If you get tired, sit quietly in front of your altar and rest until you wish to resume the prostrations. Contemplate on why you are doing this retreat.
You may use aids such as a mat, cushions, towels or gloves to ease your prostration practice.
Watch this two-part video of Tsem Rinpoche demonstrating how to engage in prostrations.
At the completion of each session of prostrations, recite:
- The 35 Confessional Buddhas Sutra
- Completion dedication prayers
- Yonten Shigyurma
- Any additional dedication prayers that you wish
If you are doing a very long retreat, it is good to do a black tea (serkym) offering and prayer before reciting the dedication prayers in each session. This helps to clear obstacles during the course of your retreat.
At the completion of the whole retreat, when you have achieved the number of prostrations you set out to do, it is very good to seal the merits of your retreat by doing a Lama Chopa puja.
There are two options:
- Sponsor and participate in a Lama Chopa Tsog puja and request tantrikas to recite the tsog section.
- Recite the Lama Chopa puja (without tsog) on your own as a wonderful dedication.
Things to remember
During the course of your retreat, you must do a minimum of one session every day, with a minimum of three prostrations in each session. This is very important for maintaining continuity throughout the retreat. If you break this daily requirement, all previous sessions will be nullified, and you will have to start all over again!
You can do as many sessions per day as you like. One complete session includes:
- Preliminary prayers and meditation
- Dedication prayers
If you leave halfway through a session, then that session cannot be counted.
If you are doing the retreat as a group, the whole group must participate in every session for it to be included in your collective count.
It is extremely good if you make continuous offerings throughout the retreat such as candles, sensory offerings and all beautiful, good things.

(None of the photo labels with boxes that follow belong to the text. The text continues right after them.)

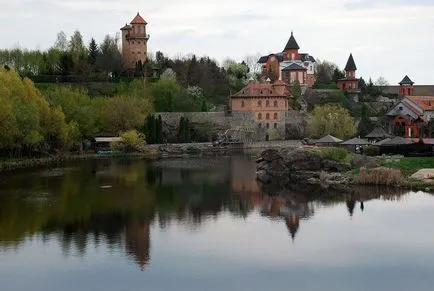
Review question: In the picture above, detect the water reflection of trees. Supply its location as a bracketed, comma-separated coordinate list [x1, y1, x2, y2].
[0, 159, 410, 270]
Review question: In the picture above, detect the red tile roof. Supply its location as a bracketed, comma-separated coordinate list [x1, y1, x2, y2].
[408, 96, 434, 111]
[131, 12, 148, 24]
[232, 81, 291, 97]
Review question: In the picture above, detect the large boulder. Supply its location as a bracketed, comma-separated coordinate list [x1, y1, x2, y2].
[284, 149, 322, 172]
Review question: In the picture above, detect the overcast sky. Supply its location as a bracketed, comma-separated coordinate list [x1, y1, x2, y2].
[0, 0, 434, 85]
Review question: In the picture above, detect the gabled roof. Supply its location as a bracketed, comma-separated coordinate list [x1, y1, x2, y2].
[121, 23, 132, 30]
[366, 127, 391, 138]
[231, 81, 291, 98]
[382, 136, 413, 146]
[315, 135, 342, 143]
[283, 31, 300, 51]
[131, 12, 148, 24]
[341, 137, 371, 145]
[282, 63, 307, 71]
[345, 54, 357, 71]
[399, 75, 414, 86]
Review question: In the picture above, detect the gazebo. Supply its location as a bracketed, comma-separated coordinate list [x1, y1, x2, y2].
[315, 135, 342, 147]
[365, 126, 392, 143]
[341, 137, 371, 152]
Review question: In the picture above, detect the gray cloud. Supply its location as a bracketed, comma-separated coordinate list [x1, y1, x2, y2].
[0, 0, 434, 84]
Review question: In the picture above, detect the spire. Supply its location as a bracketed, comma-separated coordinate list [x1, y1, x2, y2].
[283, 31, 300, 51]
[399, 75, 414, 86]
[345, 54, 357, 71]
[131, 12, 148, 24]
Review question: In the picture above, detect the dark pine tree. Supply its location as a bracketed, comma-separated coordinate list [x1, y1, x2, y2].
[87, 38, 99, 66]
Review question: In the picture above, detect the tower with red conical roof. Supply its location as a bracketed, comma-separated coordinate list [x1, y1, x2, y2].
[121, 13, 149, 70]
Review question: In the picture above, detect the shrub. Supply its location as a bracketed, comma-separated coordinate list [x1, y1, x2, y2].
[112, 130, 146, 153]
[316, 147, 352, 163]
[355, 168, 402, 186]
[363, 146, 380, 157]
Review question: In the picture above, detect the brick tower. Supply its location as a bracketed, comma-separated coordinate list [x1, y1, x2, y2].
[121, 13, 149, 70]
[399, 75, 414, 97]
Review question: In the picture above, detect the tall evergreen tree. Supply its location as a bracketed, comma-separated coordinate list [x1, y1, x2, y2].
[87, 38, 99, 66]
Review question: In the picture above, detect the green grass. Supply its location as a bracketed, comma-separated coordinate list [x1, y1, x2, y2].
[381, 157, 434, 177]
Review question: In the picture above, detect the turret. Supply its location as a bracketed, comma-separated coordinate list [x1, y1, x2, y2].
[283, 31, 300, 61]
[399, 75, 414, 97]
[345, 54, 357, 78]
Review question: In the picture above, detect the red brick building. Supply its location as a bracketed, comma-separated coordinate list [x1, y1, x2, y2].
[337, 54, 359, 91]
[121, 13, 149, 69]
[386, 76, 434, 138]
[258, 32, 316, 88]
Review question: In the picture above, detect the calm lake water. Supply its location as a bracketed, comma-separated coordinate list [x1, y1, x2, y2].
[0, 157, 434, 291]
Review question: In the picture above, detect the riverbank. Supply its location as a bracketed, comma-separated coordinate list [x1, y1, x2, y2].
[257, 148, 434, 192]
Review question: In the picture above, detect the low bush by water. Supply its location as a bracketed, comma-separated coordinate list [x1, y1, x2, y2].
[354, 168, 403, 186]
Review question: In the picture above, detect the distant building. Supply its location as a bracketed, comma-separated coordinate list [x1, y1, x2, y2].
[121, 13, 149, 70]
[386, 76, 434, 137]
[337, 54, 359, 91]
[230, 81, 291, 138]
[258, 32, 316, 88]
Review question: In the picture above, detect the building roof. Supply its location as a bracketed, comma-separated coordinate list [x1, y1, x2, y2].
[406, 96, 434, 111]
[131, 12, 148, 24]
[121, 23, 132, 30]
[258, 53, 283, 64]
[373, 137, 391, 146]
[398, 75, 414, 85]
[315, 135, 342, 144]
[282, 63, 307, 71]
[366, 126, 391, 138]
[382, 136, 413, 146]
[231, 81, 291, 98]
[341, 137, 371, 145]
[345, 54, 357, 71]
[283, 31, 300, 51]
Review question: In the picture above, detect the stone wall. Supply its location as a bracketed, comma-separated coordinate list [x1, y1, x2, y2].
[155, 110, 305, 141]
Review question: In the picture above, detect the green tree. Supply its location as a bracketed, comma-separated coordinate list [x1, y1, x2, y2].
[357, 105, 375, 137]
[308, 105, 356, 139]
[151, 79, 181, 112]
[87, 38, 99, 66]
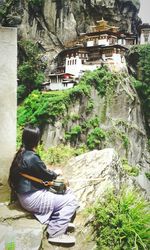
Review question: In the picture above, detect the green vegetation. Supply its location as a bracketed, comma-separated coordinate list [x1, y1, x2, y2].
[128, 44, 150, 135]
[37, 145, 87, 166]
[89, 189, 150, 250]
[18, 79, 90, 126]
[122, 159, 139, 176]
[81, 67, 118, 97]
[17, 40, 46, 102]
[87, 127, 106, 150]
[65, 125, 82, 145]
[145, 172, 150, 181]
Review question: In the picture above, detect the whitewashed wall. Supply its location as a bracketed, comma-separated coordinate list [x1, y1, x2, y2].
[0, 27, 17, 184]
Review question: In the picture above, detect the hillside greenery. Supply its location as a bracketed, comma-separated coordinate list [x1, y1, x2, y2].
[17, 40, 46, 103]
[18, 67, 123, 150]
[127, 44, 150, 136]
[89, 188, 150, 250]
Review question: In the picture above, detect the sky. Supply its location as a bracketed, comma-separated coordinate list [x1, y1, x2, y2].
[139, 0, 150, 24]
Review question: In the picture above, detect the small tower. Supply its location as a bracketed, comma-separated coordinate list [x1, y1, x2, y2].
[139, 23, 150, 44]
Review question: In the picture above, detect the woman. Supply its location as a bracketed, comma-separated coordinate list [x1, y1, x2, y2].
[9, 126, 78, 243]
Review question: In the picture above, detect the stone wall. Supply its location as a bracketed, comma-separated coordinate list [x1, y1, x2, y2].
[0, 27, 17, 184]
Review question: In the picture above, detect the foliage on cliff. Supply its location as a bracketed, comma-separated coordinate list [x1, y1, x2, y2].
[17, 40, 45, 102]
[90, 189, 150, 250]
[127, 44, 150, 135]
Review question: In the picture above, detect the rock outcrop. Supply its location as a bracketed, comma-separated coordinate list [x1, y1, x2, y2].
[0, 0, 140, 66]
[43, 74, 150, 167]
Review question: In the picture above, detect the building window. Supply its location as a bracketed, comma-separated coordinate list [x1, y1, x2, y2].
[144, 34, 149, 43]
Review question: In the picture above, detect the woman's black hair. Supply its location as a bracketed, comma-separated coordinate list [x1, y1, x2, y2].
[8, 125, 40, 195]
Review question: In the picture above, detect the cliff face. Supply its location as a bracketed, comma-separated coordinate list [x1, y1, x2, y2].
[0, 0, 140, 63]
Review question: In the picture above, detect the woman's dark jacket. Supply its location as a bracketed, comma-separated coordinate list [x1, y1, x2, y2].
[13, 150, 57, 194]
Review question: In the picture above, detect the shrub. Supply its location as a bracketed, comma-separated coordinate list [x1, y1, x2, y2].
[65, 125, 82, 144]
[37, 145, 87, 165]
[90, 189, 150, 250]
[122, 159, 139, 176]
[87, 127, 106, 150]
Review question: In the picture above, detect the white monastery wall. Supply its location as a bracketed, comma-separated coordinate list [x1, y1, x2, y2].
[0, 27, 17, 185]
[65, 56, 82, 77]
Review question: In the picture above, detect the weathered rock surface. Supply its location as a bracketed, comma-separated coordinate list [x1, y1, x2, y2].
[0, 148, 149, 250]
[43, 75, 150, 172]
[0, 0, 140, 66]
[0, 203, 45, 250]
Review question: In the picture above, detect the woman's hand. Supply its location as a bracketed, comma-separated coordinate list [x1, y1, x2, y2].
[54, 169, 63, 176]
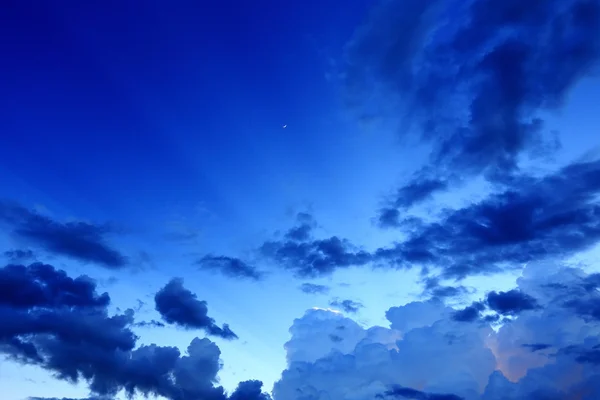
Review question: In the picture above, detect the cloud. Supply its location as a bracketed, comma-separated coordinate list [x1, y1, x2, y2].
[452, 302, 485, 322]
[229, 380, 271, 400]
[487, 290, 538, 315]
[273, 263, 600, 400]
[521, 343, 552, 351]
[197, 255, 263, 281]
[0, 201, 127, 269]
[423, 276, 469, 299]
[343, 0, 600, 212]
[225, 161, 600, 280]
[373, 161, 600, 278]
[0, 263, 110, 309]
[154, 278, 238, 339]
[4, 249, 35, 262]
[378, 386, 463, 400]
[133, 320, 165, 328]
[300, 283, 330, 294]
[260, 236, 371, 278]
[27, 396, 114, 400]
[329, 298, 364, 314]
[0, 264, 267, 400]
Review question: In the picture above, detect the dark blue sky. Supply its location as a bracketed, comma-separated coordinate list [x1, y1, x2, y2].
[0, 0, 600, 400]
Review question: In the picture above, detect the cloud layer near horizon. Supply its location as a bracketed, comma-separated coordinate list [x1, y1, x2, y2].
[0, 263, 268, 400]
[273, 264, 600, 400]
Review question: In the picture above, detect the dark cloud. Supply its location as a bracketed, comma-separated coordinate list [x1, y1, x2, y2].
[565, 297, 600, 321]
[0, 201, 127, 269]
[285, 224, 312, 242]
[487, 289, 539, 315]
[329, 333, 344, 343]
[521, 343, 552, 351]
[373, 161, 600, 278]
[377, 208, 402, 228]
[4, 249, 35, 262]
[344, 0, 600, 215]
[260, 236, 371, 278]
[423, 277, 469, 299]
[133, 320, 165, 328]
[27, 396, 115, 400]
[329, 299, 364, 313]
[377, 386, 463, 400]
[452, 302, 485, 322]
[0, 264, 266, 400]
[154, 278, 238, 339]
[197, 255, 264, 281]
[0, 263, 110, 309]
[229, 380, 271, 400]
[300, 283, 330, 294]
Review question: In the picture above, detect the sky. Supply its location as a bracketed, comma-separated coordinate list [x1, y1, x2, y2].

This helps you tremendously to create even more merit to support your practice and retreat.
You can also choose to sponsor retreatants to do prostrations if you are unable to do it yourself or do not have the time. For example, you can offer a sum of money to the Dharma centre when a retreatant has completed a stipulated number of prostrations. This is also an extremely beneficial practice for sponsors which will help them to create the causes to engage directly in this Dharma practice themselves in the future.
During the retreat, you should not talk or make jokes. Keep your handphone on silent mode to allow you to focus better on your meditations.
Negative, difficult things may arise during the retreat. Regard these as purification of your karma that arises as you are doing the prostrations. It is considered a very good sign if these negative things arise during retreats so you should not talk about it to others and complain. Think of these difficulties as good opportunities to control your mind and speech.